И мы замолчали. Я была ошеломлена той нежностью, которая звучала в его голосе — как раньше. Как раньше. Да, когда-то он был так нежен и ласков со мной. В сущности, он был единственным в моей детской жизни, кому достаточно было сказать слово, прикоснуться, чтобы я тотчас успокоилась и утешилась. Родители бывают обычно требовательны с детьми, чужие же люди не так искренни в своей любви к ребенку, ведь они ни на миг не забывают о том, что это чужой ребенок. Кэррон был совсем другой….
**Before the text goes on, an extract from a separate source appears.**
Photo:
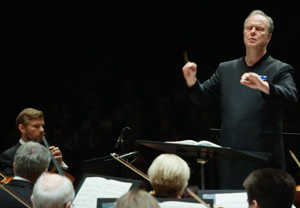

Сумерки сгущались, меж деревьями рождалась ночь. В лагере слышны были голоса, и сквозь листву мелькало пламя костра. До нас донесся дружный смех и восклицания. Мы сидели и смотрели друг на друга. Меж нами было два метра невысоких папоротников и ломких сухих стеблей на земле, которые называют воздушной подстилкой. Было не так уж и темно, небо было темно-синее, и лишь понизу стелился сумрак. Краски постепенно меркли, серели. На западе сквозил еще меж деревьев бледный призрак рыжего заката, и небо там было светлее. Но все же это была уже ночь, и она была так тиха.

— Странно, что тебя прислали сюда, Ра, — сказал Кэррон негромко, — Я думал, вас никогда не посылают на те планеты, на которых вы уже бывали.

Пункт «а» закона 352.

— Вы многое о нас знаете, — настороженно сказала я.

И услышала в ответ сказанное мягким голосом:

— Я всегда считал, что, прежде чем начинать войну, нужно хорошо изучить противника.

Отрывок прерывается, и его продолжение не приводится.